- Coat of arms of Eswatini

Overview
- Jurisdiction: Eswatini

Full text
- Constitution of Eswatini at Wikisource

= Constitution of Eswatini =

Constitution and fundamental law of Eswatini

The 2005 constitution is currently in force. The constitution of 6 September 1968 was suspended 12 April 1973 by a State of Emergency decree imposed by King Sobhuza II, the father of the current King Mswati III. The decree gave absolute power to the monarchy and banned organised political opposition to royal rule.

A new constitution was promulgated 13 October 1978, but was not formally presented to the people.

In 2001 King Mswati III appointed a committee to draft a new constitution. The draft was released for comment in May 2003, and was strongly criticised by civil society organizations in Eswatini, as well as by Amnesty International and the International Bar Association, among others.

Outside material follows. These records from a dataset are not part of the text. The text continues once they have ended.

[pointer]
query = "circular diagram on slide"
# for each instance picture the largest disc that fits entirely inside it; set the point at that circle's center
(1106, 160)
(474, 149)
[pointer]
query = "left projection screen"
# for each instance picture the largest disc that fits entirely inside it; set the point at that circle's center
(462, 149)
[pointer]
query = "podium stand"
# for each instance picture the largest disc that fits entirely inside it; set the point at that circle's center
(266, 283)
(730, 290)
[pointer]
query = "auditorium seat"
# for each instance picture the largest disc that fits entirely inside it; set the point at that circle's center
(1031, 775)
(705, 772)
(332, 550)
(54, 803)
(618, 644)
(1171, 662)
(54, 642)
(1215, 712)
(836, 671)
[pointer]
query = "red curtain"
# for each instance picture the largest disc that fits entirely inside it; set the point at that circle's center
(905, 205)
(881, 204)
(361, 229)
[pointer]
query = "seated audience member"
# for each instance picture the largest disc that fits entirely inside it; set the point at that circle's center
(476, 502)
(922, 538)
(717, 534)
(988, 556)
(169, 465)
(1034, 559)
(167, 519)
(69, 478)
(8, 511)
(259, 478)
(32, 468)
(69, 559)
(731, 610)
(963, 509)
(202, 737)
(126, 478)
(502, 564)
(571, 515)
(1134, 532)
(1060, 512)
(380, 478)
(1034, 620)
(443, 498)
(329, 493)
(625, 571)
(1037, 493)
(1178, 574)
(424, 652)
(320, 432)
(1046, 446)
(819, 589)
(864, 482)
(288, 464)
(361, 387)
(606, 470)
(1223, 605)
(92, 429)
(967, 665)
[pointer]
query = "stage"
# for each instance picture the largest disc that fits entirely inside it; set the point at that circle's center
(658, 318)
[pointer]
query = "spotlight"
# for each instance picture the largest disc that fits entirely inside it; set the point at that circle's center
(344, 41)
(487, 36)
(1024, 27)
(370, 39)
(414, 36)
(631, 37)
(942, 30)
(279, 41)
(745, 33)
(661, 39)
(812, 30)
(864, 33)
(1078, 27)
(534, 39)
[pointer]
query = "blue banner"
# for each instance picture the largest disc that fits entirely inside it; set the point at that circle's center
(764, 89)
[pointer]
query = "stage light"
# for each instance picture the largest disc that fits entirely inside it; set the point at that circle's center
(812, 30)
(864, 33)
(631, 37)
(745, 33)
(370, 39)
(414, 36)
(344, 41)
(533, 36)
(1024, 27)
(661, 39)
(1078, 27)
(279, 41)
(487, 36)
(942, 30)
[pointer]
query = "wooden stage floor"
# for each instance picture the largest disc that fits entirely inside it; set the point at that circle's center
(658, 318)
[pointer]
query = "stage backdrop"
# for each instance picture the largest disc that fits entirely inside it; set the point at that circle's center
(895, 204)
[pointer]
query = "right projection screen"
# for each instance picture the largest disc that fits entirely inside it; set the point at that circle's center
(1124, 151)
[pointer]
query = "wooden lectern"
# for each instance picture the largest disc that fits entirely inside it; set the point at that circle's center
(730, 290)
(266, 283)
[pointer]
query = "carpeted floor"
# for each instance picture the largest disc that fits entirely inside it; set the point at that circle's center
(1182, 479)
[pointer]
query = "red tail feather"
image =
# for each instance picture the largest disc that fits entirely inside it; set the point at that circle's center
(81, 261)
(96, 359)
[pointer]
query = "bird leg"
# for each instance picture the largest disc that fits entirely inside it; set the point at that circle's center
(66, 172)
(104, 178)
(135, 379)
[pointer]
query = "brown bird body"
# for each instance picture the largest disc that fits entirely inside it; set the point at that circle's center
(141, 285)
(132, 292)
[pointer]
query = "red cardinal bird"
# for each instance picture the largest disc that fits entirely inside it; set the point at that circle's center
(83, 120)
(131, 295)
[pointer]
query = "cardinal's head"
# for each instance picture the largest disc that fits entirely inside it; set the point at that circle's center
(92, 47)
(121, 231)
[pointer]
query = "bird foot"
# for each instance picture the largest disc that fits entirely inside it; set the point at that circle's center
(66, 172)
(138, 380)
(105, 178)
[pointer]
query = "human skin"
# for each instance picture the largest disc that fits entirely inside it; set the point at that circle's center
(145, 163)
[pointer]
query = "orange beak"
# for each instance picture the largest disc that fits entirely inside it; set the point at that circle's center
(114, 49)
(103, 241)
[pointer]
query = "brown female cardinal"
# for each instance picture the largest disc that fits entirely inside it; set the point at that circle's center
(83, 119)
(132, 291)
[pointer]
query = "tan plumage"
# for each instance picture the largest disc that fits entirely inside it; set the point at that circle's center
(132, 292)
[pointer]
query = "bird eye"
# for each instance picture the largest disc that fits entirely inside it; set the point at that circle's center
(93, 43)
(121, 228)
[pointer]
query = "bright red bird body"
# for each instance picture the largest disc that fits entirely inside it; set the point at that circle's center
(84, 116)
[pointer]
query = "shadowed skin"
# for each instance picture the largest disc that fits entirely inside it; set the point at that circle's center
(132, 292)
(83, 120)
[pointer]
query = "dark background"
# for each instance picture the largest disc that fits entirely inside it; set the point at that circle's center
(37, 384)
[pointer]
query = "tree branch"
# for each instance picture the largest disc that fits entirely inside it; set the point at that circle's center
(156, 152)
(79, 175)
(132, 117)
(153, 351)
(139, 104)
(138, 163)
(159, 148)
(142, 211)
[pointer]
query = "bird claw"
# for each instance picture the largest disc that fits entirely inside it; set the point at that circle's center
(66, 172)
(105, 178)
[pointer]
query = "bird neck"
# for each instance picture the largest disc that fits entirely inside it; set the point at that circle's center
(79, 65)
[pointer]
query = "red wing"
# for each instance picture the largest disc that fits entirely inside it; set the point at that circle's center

Amnesty International listed the following criticisms of the draft constitution of 2003:

- failure to protect fully the rights to freedom of conscience, belief, expression, opinion, peaceful assembly and association;
- failure to protect fully the right to life by, for instance, allowing law enforcement officials to use lethal force in situations where there is no threat to life posed to police or others;
- failure to include economic and social rights as rights enforceable by the courts;
- only partial protection of the rights of women, with for instance girls and young women not protected against forced marriage; and
- weak actual protection for the impartiality and independence of the judiciary, particularly regarding the selection, appointment, tenure and dismissal of judges.

A new draft was placed before the largely advisory parliament on November 4, 2004. The draft reportedly is substantially the same as the version issued in 2003.

Eswatini's two largest political organisations, the People's United Democratic Movement (PUDEMO) and the Ngwane National Liberatory Congress (NNLC), together with labour unions, challenged the 2004 draft constitution in the Eswatini's High Court. However, in March 2005 the court upheld a ban on opposition political parties, citing the 1973 State of Emergency decree of King Sobhuza II. "It remains the duty and function of the court to uphold and apply the laws of the land, and especially so when constitutional issues are decided", the court ruled. The applicants indicated that they intended to pursue their case in the Court of Appeal.

Trade unions in the country have organized repeated strikes to protest against the lack of labour and political rights and the draft constitution. This included a general strike on 25 and 26 January 2005, although reportedly not widely heeded.